A sizeable quotient of the techno-hip crowd in the US and Europe is counting down the days to the launch next week of the newest Android mobile phone by China’s OnePlus. It’s called the OnePlus Two and follows a little more than a year after the 18-month-old company’s first phone, the OnePlue One, went on sale in the US and Europe. With barely a nickel to spend on marketing and promotion, OnePlus insouciantly dubbed its OnePlus One a “flagship killer” claiming it delivered similar or better performance than Samsung, LG and HTC Android phones costing twice as much.

The tech media swooned, and buyers formed long online queues to buy one from the OnePlus website, www.oneplus.net, the only place the phones are sold. In little more than six months last year, OnePlus sold over one million phones.

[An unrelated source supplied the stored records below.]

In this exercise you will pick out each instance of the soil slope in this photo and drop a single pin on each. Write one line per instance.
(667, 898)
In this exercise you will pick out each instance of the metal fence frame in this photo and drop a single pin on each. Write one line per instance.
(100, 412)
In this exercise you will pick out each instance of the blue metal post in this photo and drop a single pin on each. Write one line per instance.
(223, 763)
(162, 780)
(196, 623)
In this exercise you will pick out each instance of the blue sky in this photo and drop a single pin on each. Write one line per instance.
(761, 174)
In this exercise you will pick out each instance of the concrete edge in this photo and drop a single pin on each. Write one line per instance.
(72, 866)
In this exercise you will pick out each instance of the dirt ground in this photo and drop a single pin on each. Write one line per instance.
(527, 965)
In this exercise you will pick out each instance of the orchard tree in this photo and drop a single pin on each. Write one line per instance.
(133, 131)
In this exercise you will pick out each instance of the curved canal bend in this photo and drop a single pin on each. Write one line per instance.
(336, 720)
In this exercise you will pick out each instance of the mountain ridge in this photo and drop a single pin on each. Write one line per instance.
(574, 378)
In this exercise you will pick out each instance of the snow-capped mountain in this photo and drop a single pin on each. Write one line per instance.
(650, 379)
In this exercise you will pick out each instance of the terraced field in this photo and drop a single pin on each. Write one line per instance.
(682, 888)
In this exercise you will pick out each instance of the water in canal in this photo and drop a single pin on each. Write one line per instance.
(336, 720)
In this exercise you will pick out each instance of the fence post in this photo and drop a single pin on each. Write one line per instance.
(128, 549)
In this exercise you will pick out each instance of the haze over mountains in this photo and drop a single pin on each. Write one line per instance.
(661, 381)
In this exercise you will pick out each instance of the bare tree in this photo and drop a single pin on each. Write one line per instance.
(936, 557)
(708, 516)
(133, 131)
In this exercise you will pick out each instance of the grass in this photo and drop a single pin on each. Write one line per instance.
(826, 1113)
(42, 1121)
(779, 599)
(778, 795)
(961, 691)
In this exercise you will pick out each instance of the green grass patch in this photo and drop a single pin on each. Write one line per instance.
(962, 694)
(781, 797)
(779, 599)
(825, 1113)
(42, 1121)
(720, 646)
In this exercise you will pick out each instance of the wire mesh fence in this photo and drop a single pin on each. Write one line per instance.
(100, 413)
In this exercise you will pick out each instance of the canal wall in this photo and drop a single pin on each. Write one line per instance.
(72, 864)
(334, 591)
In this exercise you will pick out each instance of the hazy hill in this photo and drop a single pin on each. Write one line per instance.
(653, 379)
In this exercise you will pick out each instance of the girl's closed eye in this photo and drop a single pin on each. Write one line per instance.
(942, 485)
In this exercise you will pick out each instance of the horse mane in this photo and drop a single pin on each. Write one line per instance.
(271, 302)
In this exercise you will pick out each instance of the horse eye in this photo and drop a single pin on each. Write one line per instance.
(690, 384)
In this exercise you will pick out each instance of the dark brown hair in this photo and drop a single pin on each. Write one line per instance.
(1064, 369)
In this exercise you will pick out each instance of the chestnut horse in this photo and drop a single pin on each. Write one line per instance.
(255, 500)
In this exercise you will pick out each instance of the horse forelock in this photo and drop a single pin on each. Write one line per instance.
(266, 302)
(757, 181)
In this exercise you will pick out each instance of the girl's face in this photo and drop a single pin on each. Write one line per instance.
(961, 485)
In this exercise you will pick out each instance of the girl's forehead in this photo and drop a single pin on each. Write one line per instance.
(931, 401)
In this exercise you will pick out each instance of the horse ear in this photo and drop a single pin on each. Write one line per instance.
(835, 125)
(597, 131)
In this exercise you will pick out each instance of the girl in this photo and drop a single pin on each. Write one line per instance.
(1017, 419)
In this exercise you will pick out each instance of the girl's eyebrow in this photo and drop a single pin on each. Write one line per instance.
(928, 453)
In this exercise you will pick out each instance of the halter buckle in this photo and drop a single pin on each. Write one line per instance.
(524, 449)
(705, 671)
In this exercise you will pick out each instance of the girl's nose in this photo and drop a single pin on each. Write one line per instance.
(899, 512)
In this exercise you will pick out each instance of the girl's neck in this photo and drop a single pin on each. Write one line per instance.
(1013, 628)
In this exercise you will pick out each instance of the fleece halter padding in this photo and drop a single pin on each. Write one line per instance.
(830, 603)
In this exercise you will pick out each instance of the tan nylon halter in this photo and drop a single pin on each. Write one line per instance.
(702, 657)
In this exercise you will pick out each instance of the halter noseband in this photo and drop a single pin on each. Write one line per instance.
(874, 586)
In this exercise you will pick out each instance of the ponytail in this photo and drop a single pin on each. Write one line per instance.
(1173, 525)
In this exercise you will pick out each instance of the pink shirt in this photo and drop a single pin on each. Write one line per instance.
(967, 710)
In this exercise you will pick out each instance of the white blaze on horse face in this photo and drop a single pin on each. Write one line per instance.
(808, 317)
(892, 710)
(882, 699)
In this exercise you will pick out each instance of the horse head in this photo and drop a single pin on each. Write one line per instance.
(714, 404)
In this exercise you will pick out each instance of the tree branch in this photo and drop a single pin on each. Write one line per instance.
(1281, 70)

The new OnePlus model is rumored to be built around a new top-of-the-line Qualcomm processor, and features a larger screen, an upgraded in-house version of Android software, fingerprint recognition. Price? Around $300. It will be available, as was the OnePlus One for most of the last year, on an “invitation-only cash-upfront” basis to prospective buyers. How to get a coveted invitation remains something of a dark art. New OnePlus owners are given a certain number of invitations to send to whoever they please.

The July 27th launch will be an online event broadcast in virtual reality. OnePlus manufactured and is giving away a cardboard virtual reality viewer said to be as good or better than the ones sold by Google for $20. The viewers have been flying out the door for the last month.